Clean Speech Research Articles

The goal of speech enhancement is to restore clean speech in noisy environments. Acoustic scenarios with low signal-to-noise ratios (SNR) make it quite challenging to extract the target speech from its noise. In the current study, to enhance noisy speech, we propose a feature recalibration based multi-scale convolutional encoder-decoder architecture with squeeze temporal convolutional networks (S-TCN) bottleneck. Each multi-scale convolutional layer in encoder and decoder is followed by time-frequency attention module (TFA). The recalibration based multi-scale 2D convolution layers are used to extract local and contextual information. Additionally, the recalibration network is equipped with a gating mechanism to control the flow of information among the layers, enabling weighting of the scaled features for noise suppression and speech retention. The fully connected layer (FC) in the bottleneck part of encoder-decoder contains a few neurons, which capture the global information from the multi-scale 2D convolution layer and reduce parameters.

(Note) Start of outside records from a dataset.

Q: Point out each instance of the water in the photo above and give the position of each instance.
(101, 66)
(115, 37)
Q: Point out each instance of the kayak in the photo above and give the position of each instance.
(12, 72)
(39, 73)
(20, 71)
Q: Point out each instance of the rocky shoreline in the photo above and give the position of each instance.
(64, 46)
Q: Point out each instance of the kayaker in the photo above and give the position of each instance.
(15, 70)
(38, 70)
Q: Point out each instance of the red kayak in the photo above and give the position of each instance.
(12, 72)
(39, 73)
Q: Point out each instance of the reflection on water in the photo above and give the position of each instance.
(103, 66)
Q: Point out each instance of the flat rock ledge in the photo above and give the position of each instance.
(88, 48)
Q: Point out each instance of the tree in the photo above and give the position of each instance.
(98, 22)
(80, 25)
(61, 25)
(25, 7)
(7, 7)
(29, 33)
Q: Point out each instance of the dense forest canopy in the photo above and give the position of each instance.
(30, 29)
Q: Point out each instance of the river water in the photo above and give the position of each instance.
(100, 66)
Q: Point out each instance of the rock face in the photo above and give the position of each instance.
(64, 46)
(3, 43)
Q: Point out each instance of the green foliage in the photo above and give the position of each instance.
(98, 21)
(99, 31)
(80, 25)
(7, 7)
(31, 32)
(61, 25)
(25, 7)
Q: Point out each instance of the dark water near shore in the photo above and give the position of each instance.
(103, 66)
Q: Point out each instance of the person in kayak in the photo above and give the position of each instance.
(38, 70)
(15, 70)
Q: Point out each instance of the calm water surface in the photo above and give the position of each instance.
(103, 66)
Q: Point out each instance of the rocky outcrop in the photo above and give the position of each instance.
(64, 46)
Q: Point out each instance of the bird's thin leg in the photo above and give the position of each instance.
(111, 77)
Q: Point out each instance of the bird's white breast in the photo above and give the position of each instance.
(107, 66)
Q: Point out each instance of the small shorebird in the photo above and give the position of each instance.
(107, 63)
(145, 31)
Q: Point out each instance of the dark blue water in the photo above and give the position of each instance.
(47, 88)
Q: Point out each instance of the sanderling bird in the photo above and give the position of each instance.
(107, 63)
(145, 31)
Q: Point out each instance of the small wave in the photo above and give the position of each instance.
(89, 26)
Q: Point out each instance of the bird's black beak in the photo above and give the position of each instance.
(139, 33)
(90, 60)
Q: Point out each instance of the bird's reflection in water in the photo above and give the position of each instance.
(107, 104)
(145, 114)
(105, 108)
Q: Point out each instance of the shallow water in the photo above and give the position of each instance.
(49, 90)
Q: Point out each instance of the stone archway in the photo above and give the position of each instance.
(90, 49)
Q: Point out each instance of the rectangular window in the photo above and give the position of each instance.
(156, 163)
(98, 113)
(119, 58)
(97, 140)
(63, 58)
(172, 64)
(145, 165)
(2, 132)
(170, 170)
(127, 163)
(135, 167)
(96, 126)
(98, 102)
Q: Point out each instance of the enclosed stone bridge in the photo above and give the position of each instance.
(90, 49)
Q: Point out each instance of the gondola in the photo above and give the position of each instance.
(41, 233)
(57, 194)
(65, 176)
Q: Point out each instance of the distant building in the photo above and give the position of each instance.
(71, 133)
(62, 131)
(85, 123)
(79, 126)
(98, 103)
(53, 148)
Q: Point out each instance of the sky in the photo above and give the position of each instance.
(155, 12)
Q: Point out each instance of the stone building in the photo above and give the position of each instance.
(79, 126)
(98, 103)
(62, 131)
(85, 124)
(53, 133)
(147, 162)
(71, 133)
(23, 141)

A S-TCN, inspired by the popular temporal convolutional neural network (TCNN), is inserted between the encoder and the decoder to model long-term dependencies in speech. The TFA is a highly efficient network component, that operates through two simultaneous attentions, one focused on time frames, and the other on frequency channels. These attentions work together to explicitly exploit positional information to create a two-dimensional attention map to effectively capture the significant time-frequency distribution of speech. Utilizing the common voice dataset, our proposed model consistently enhances results compared to the current benchmarks, as demonstrated by two extensively utilized objective measures PESQ and STOI. The proposed model shows significant improvements, with average PESQ and STOI scores increasing by 45.7% and 23.8% respectively for seen background noises, and by 43.5% and 21.4% for unseen background noises, when compared to the quality of noisy speech. Tests validate that the proposed approach outperforms numerous cutting-edge algorithms.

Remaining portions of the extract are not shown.